Search code examples
vbaweb-scrapingreadystate

IE Readystate stuck at 1 during VBA webscraping


When attempting to reach a URL my code gets stuck in my readystate loop and never loads. The readystate remains at 1 permanently. If I pause the code and hit debug the cursor skips around my procedure in a bizarre order, sometimes to the end then to the beginning, sometimes right back to the beginning of the sub.

I read that this might be an issue with the javascript but I can't seem to find any resolution.

Is there a way to get this to work?

Sub Navigate()

    IE.Visible = True
    IE.Navigate ("http://web.vermont.org/Accounting?ysort=true")

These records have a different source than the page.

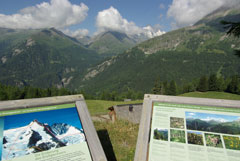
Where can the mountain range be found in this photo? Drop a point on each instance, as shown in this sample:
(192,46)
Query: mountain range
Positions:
(37,137)
(116,61)
(181,55)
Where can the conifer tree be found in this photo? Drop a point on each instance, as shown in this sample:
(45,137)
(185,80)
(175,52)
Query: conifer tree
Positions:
(203,84)
(172,90)
(212,83)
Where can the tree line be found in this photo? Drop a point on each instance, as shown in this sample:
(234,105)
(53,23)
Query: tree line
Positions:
(13,92)
(8,92)
(204,84)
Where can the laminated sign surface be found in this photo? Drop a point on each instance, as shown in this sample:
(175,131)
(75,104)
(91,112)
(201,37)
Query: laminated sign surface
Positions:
(188,129)
(43,133)
(193,133)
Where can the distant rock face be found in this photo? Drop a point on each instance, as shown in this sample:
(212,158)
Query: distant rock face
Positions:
(37,137)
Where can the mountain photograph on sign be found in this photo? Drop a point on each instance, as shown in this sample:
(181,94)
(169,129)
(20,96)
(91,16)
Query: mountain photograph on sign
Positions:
(42,131)
(216,123)
(119,57)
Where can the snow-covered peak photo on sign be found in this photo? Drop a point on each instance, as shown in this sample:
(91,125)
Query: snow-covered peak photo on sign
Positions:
(40,131)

    Do While IE.ReadyState <> 4
           DoEvents
    Loop


    Set Doc = IE.Document

End Sub

Solution

  • That server seems to respond quite nicely to XML requests and does not require that you move to subsequent pages for the remainder for the content.

    Sub Get_Listings()
        Dim sURL As String, iDIV As Long, htmlBDY As HTMLDocument, xmlHTTP As MSXML2.ServerXMLHTTP60
    
        Set xmlHTTP = New MSXML2.ServerXMLHTTP60
        Set htmlBDY = New HTMLDocument
    
        'sURL = "http://web.vermont.org/Accounting?ysort=true"
        sURL = "http://web.vermont.org/Dining?ysort=true"
    
    
        With xmlHTTP
            .Open "GET", sURL, False
            .setRequestHeader "Content-Type", "text/xml"
            .send
            Do While .readyState <> READYSTATE_COMPLETE: DoEvents: Loop
            If .Status <> 200 Then GoTo CleanUp
            htmlBDY.body.innerHTML = .responseText
        End With
    
        With htmlBDY
            For iDIV = 0 To (.getElementsByclassname("ListingResults_All_ENTRYTITLELEFTBOX").Length - 1)
                If CBool(.getElementsByclassname("ListingResults_All_ENTRYTITLELEFTBOX")(iDIV).getElementsByTagName("a").Length) Then
                    Debug.Print _
                      .getElementsByclassname("ListingResults_All_ENTRYTITLELEFTBOX")(iDIV).getElementsByTagName("a")(0).innertext
                End If
            Next iDIV
        End With
    
    CleanUp:
        Set htmlBDY = Nothing
        Set xmlHTTP = Nothing
    End Sub
    

    You will need Microsoft XML 6.0, Microsoft HTML Object Library and Microsoft Internet Controls added to Tools, References. I'm offering this snippet as I could find no Terms of Use on that site that banned the use of robotic scrapers. Be careful that you do not get your IP banned due to repetitive scraping requests.